Part of the motivation for writing this post is the success I’ve had in using SQL to power Splink, a library for probabilistic record linkage at scale. All the core computations are written in SQL.

This has the following advantages:

Splink is able to support multiple execution backends: workloads can be executed using DuckDB, SQLite, Spark or AWS Athena (Presto). DuckDB is by far the fastest option for small to medium size data, but Spark and Athena are available for very large jobs that need a distributed backend. This means that Splink is optimised for a wide variety of scenarios without the team having to maintain any of that execution logic.
Splink is future-proofed. If a new SQL engine comes along that’s faster, we can support it by writing a small adaptor. In fact, that’s exactly what happened with DuckDB.
Once a model is trained, Splink is able to output SQL code that expresses the model, enabling the logic to be embedded in other applications without Splink being a dependency. In this way, a Splink model could be productionised e.g. in dbt!
All SQL outputted by Splink is outputted as a step-by-step CTE pipeline. This makes it easy to understand and unit test each part of the algorithm, making its inner workings much less of a black box.

This has all been possible despite the need to express some fairly complex iterative algorithms (such as the Expectation Maximisation algorithm) using SQL.

#Future trends

Far from becoming outdated, SQL is going from strength to strength.

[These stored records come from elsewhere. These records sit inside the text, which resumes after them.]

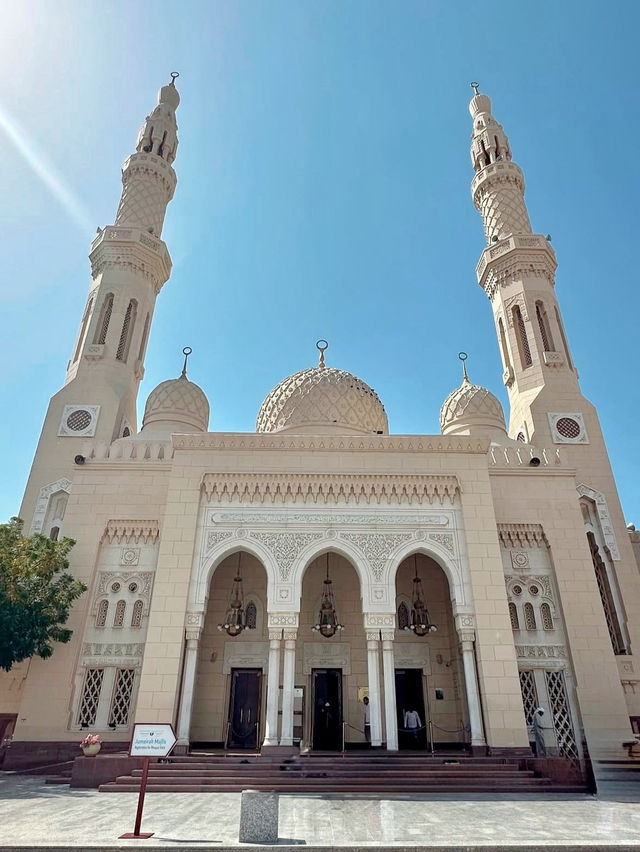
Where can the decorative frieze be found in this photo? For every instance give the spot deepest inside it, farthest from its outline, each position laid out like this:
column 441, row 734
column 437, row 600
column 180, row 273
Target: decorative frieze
column 336, row 489
column 520, row 536
column 285, row 546
column 377, row 547
column 132, row 532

One interesting trend is the development of alternative APIs that ‘compile down’ to SQL for execution. The idea here is that SQL engines are so well optimised that library authors are better reusing this work than writing their own execution logic.

Some interesting things I have an eye on:

Malloy promises to offer a clearer and more concise declarative alternative to SQL that compiles to SQL.
Similarly, Ibis offers a replacement API for SQL queries which is more familiar to Python users, but ‘compiles down’ to SQL for execution against its supported backends. Dbplyr is similar in R. Polars allows the execution of SQL, though it looks like the SQL is transpiled in the opposite direction.
SQLGlot has the potential for lots of interesting applications such as keeping track of lineage. It seems possible that it might be used in future as a tool to re-write a CTE pipeline to improve the efficiency of operation without changing its meaning (since CTEs can sometimes be bad for performance).
dbt has gained widespread adoption for data engineering. I’m particularly interested in future directions such as functions that can provide more information about lineage, or that introspect the SQL and improve the efficiency of execution
Polars is a fast DataFrame library that supports SQL with a Python API.